Em palestra na FGV, presidente do STF defendeu atuação dentro dos limites constitucionais e afirmou que aparentar agir como agente político abala a confiança pública.

18/04/2026 às 12:43 por Redação Plox

O presidente do Supremo Tribunal Federal (STF), ministro Edson Fachin, reconheceu que o Judiciário atravessa um momento de crise e defendeu que a atuação do poder deve se manter dentro dos limites previstos.

Em palestra na Fundação Getúlio Vargas, em São Paulo, na sexta-feira (17), o magistrado afirmou que o Judiciário não substitui a polícia, o Legislativo, o Executivo ou o Ministério Público.

Ministro Edson Fachin • STF/Divulgação

Ministro Edson Fachin • STF/Divulgação


Juiz julga e não acusa, não investiga. Portanto, nesses limites é onde o Judiciário deve atuar

Edson Fachin

Para Fachin, é fundamental que a crise no Judiciário seja enfrentada com “olhos de ver e ouvidos de ouvir”. Ele também defendeu que o Judiciário não se baseie em preferências pessoais na hora de julgar e que o juiz, ao conduzir uma causa, siga a ordem democrática.

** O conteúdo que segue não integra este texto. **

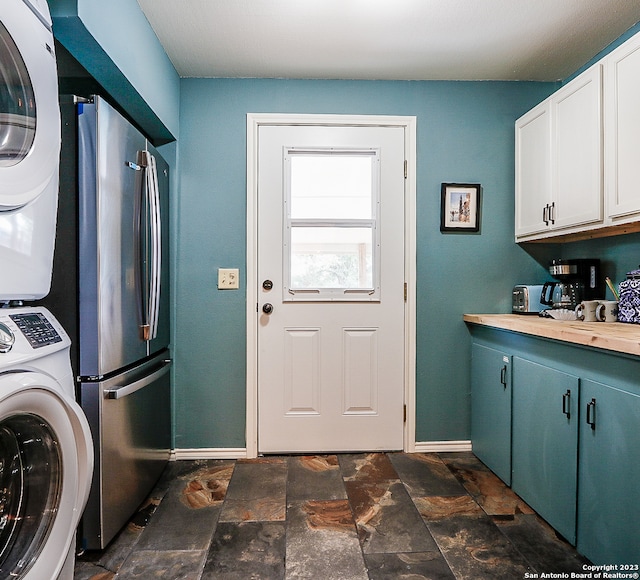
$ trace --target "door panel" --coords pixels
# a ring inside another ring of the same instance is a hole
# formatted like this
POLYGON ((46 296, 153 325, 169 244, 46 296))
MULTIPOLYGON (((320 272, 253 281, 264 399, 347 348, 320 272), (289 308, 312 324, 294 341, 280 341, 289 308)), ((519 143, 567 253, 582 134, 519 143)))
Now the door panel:
POLYGON ((258 291, 258 448, 402 449, 404 129, 259 131, 257 273, 258 284, 273 285, 258 291), (340 155, 369 163, 370 198, 349 182, 351 172, 344 179, 318 178, 334 185, 317 193, 308 180, 308 189, 292 197, 287 156, 300 151, 340 161, 327 166, 342 165, 340 155), (291 211, 289 199, 304 203, 302 214, 291 211), (328 203, 340 208, 337 217, 328 203), (291 270, 304 275, 293 279, 291 270), (270 313, 263 311, 266 303, 270 313))
POLYGON ((161 218, 161 278, 160 311, 158 314, 158 333, 149 341, 149 354, 160 352, 171 342, 170 288, 169 288, 169 164, 156 149, 147 143, 147 149, 155 157, 158 169, 158 189, 160 191, 161 218))
POLYGON ((594 564, 637 564, 640 396, 591 380, 580 388, 578 550, 594 564))
POLYGON ((137 163, 146 141, 101 99, 83 106, 78 125, 80 374, 103 376, 147 354, 139 330, 135 215, 144 172, 127 165, 137 163))
POLYGON ((378 329, 343 329, 344 413, 378 412, 378 329))
POLYGON ((285 413, 319 413, 320 329, 285 329, 285 413))
POLYGON ((473 452, 511 484, 511 355, 474 343, 471 347, 471 440, 473 452))
POLYGON ((576 543, 578 377, 513 359, 511 485, 572 545, 576 543))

Alerta contra atuação como “agentes políticos”

Em meio ao escândalo do extinto Banco Master, investigado por fraudes financeiras, Fachin disse que o Brasil vive um cenário de polarização e um período de desconfiança institucional, marcado por múltiplos fatores.

Na avaliação do ministro, é necessário que o Poder Judiciário atue pela força dos argumentos, com transparência e fidelidade à Constituição.

Fachin avaliou ainda que, quando um juiz aparenta agir como agente político disfarçado de intérprete jurídico, a confiança pública é abalada.